Omega used the technology in the bezel of a limited line of analog watches. Around 2005, Vertu used it in a phone that cost more than $5,000. (The phone survived being driven over with a Porsche Boxster during a test by the New York Times.) It was also used in a USB flash drive by SanDisk.
Liquidmetal, which emerged from research at the California Institute of Technology, involves mixing certain elements, such as zirconium and titanium, and heating and cooling them under very specific conditions. The resulting material looks like hard metal, but at the molecular level it's structured more like glass. The result is a material that's superior in strength, hardness and elasticity as well as resistance to corrosion and wear.

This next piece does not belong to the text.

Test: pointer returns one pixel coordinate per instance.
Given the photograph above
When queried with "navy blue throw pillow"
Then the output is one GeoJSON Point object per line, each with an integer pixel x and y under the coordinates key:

The Liquidmetal alloy is touted as being twice as strong as titanium, while being moldable during production, like plastics.
For Apple, Liquidmetal could mean thinner, lighter, stronger parts -- making room for more components, or enabling lighter gadgets.
So far, the material has only been used in the smallest way by Apple -- in a tiny tool that shipped with the second-generation iPhone which helped users remove the phone's cellular SIM card. Rolling out the technology more broadly would require working out how to mass manufacture it cost effectively while purchasing all new manufacturing equipment.
"Apple is going to be the right company to do that," said Atakan Peker, a former researcher from Liquidmetal Technologies who moved to the applied sciences laboratory at Washington State University in 2007. He said using the material for the "iPhone or some other (high selling) application requires mass manufacturing of sheet products."
The newly issued patent covers a process for creating a sheet of Liquidmetal by pouring molten alloy on top of a denser molten metal so that the first pools on top of the other, and then cools. Peker guessed the technology would still be a few years away from something Apple could use at the required scale.
Several patent applications filed in 2011, 2012, 2013 surrounding the production of Liquidmetal are also working their way through the patent-approval system, assigned to Crucible Intellectual Property, an entity set up to share the patents.
Shares in Liquidmetal Technologies, which trades over-the-counter as LQMT, nearly tripled Wednesday, opening at 7 cents and closing at 20 cents.